Pourquoi avoir choisi de faire de la recherche mêlant économie et environnement ?

J’ai été très tôt interpelée par les inégalités qu’on peut constater entre les différentes économies. Nous vivons dans un espace limité, avec des connaissances communes, et pour autant nous n’avons pas tous le même niveau de vie. Je trouve assez déroutant de constater la coexistence de niveaux de vies aussi différents, parfois avec seulement quelques kilomètres d’écart.
L’étude des modèles de croissance pose des questions fondamentales sur le développement à long terme. C’est aussi très porteur d’espoir, car elle part du principe que nous avons des outils qui devraient nous permettre de vivre mieux.
La macroéconomie mêle aujourd’hui approche en sciences économiques, en histoire, en démographie, mais aussi les paramètres culturels… Ce n’est pas un domaine étanche, et je trouve très intéressant de faire appel à beaucoup de disciplines très différentes.

Ces enjeux sont particulièrement d’actualité, est-ce que cela a un impact sur vos recherches ?
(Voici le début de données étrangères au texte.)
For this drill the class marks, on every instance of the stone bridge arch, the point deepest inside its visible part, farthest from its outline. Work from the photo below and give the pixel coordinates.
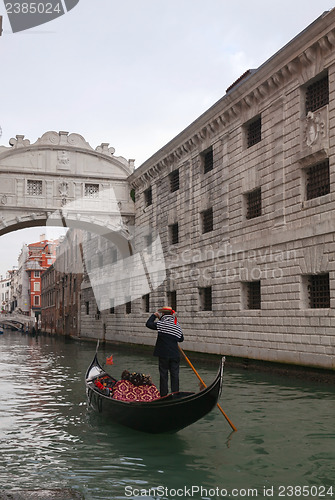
(61, 180)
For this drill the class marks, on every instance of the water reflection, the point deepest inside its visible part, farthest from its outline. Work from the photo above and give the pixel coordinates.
(49, 437)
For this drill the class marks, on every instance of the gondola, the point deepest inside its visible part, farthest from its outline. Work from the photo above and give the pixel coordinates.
(170, 413)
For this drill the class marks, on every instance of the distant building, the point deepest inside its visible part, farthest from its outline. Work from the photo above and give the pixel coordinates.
(5, 292)
(48, 300)
(26, 283)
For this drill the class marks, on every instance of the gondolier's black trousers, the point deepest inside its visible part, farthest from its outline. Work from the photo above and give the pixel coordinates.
(167, 365)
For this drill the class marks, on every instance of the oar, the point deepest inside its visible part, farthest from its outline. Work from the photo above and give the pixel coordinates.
(203, 383)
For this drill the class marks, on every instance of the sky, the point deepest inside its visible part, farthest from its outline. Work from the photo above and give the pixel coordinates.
(133, 73)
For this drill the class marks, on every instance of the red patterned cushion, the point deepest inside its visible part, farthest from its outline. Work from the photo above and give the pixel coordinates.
(124, 390)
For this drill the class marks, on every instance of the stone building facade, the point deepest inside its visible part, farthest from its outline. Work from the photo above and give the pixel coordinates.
(242, 204)
(244, 201)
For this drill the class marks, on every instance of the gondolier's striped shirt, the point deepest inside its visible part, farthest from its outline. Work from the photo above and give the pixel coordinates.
(169, 334)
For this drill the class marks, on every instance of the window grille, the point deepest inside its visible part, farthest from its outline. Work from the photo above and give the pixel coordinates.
(207, 220)
(91, 190)
(128, 306)
(148, 197)
(319, 291)
(254, 203)
(254, 295)
(208, 161)
(254, 132)
(174, 181)
(318, 180)
(205, 298)
(34, 188)
(174, 234)
(114, 254)
(317, 95)
(172, 299)
(146, 302)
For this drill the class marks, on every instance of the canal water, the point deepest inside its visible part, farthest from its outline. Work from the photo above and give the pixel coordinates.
(284, 446)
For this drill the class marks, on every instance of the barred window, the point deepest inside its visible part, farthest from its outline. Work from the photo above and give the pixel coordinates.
(253, 289)
(205, 295)
(146, 302)
(208, 160)
(174, 181)
(34, 188)
(207, 220)
(91, 190)
(172, 299)
(317, 95)
(318, 180)
(254, 203)
(254, 132)
(148, 197)
(174, 234)
(114, 255)
(319, 291)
La question des liens entre santé et environnement est apparue assez récemment dans les travaux des chercheurs, ces 15 dernières années principalement. C’était à la fois une question qui semblait plutôt consensuelle et évidente, mais qui pour autant était assez mal appréhendée par les pouvoir publics. Dans mes travaux, je propose de prendre en compte les interactions entre les différentes politiques économiques, sanitaires et environnementales. Le discours habituel ne considère pas simultanément des différents outils dont disposent les états ; Or, une politique sanitaire seule ne compensera pas les effets délétères de la pollution, et inversement. Ainsi, il faut être capable de jouer avec plusieurs outils de politique économique pour proposer une politique qui a cette double dimension environnementale et de santé. Nos difficultés à conjuguer politique de santé et politique environnementale tiennent certainement en partie aux spécificités de notre système politique mais également aux horizons temporels différents que chacune de ces politiques recouvrent intrinsèquement.
En somme, il y a encore beaucoup de progrès à faire dans ce domaine pour convaincre que les politiques environnementales et de santé, qu’elles soient curatives ou préventives, doivent être complémentaires pour être pleinement efficaces.
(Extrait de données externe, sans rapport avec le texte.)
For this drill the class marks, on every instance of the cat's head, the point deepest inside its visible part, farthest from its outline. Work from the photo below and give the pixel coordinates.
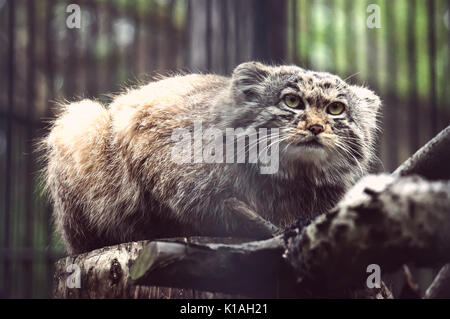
(324, 122)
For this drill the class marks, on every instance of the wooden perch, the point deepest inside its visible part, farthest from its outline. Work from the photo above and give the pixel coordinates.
(387, 220)
(430, 161)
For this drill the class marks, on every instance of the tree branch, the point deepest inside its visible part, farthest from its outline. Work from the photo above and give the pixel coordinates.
(386, 220)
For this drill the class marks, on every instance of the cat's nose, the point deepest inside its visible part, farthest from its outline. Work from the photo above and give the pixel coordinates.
(316, 128)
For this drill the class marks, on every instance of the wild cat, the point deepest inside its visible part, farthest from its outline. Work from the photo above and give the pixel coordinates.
(112, 178)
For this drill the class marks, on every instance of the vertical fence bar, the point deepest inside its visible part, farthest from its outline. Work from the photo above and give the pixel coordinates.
(27, 265)
(412, 76)
(225, 42)
(91, 52)
(8, 179)
(294, 31)
(390, 115)
(331, 36)
(432, 64)
(50, 73)
(237, 31)
(208, 47)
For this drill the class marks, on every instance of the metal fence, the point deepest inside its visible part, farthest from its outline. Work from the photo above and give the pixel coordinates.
(122, 43)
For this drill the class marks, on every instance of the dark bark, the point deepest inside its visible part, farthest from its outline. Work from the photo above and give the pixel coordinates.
(387, 220)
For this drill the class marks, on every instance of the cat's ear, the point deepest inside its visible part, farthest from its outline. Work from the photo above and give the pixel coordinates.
(367, 98)
(248, 77)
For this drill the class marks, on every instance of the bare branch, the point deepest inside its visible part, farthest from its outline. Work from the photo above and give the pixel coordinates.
(440, 287)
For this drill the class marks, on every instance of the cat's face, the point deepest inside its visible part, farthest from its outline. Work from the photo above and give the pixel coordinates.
(323, 121)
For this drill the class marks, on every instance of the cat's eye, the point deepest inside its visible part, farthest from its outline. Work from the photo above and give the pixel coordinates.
(292, 101)
(336, 108)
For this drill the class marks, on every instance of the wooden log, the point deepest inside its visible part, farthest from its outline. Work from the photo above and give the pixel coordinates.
(386, 220)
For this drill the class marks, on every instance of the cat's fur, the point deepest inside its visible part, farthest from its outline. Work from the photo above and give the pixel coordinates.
(111, 177)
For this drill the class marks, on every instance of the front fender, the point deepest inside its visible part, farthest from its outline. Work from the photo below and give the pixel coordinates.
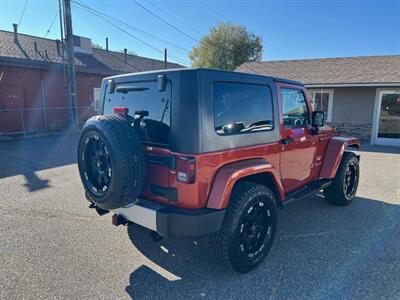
(334, 154)
(228, 175)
Comment voyez-vous vos recherches à l’avenir ? Quel axe souhaitez-vous approfondir ?

Une thématique sanitaire qui m’intéresse particulièrement est celle de la santé reproductive. La dimension démographique est très liée à celle du développement économique, et j’ai envie d’axer mes recherches sur ce sujet. L’environnement dans lequel nous évoluons va impacter directement les dynamiques reproductives et démographiques. Il y a aussi un travail à mener sur la question de la transmission du capital santé et l’exposition à la pollution.
Par ailleurs, j’ai également envie d’explorer la notion d’inégalité. Nous ne sommes pas tous exposés à la pollution de la même manière, l’accès au soin n’est pas non plus le même pour tous. Ainsi, je trouve intéressant de travailler sur la définition de politiques économiques pour réduire les inégalités de santé environnementale.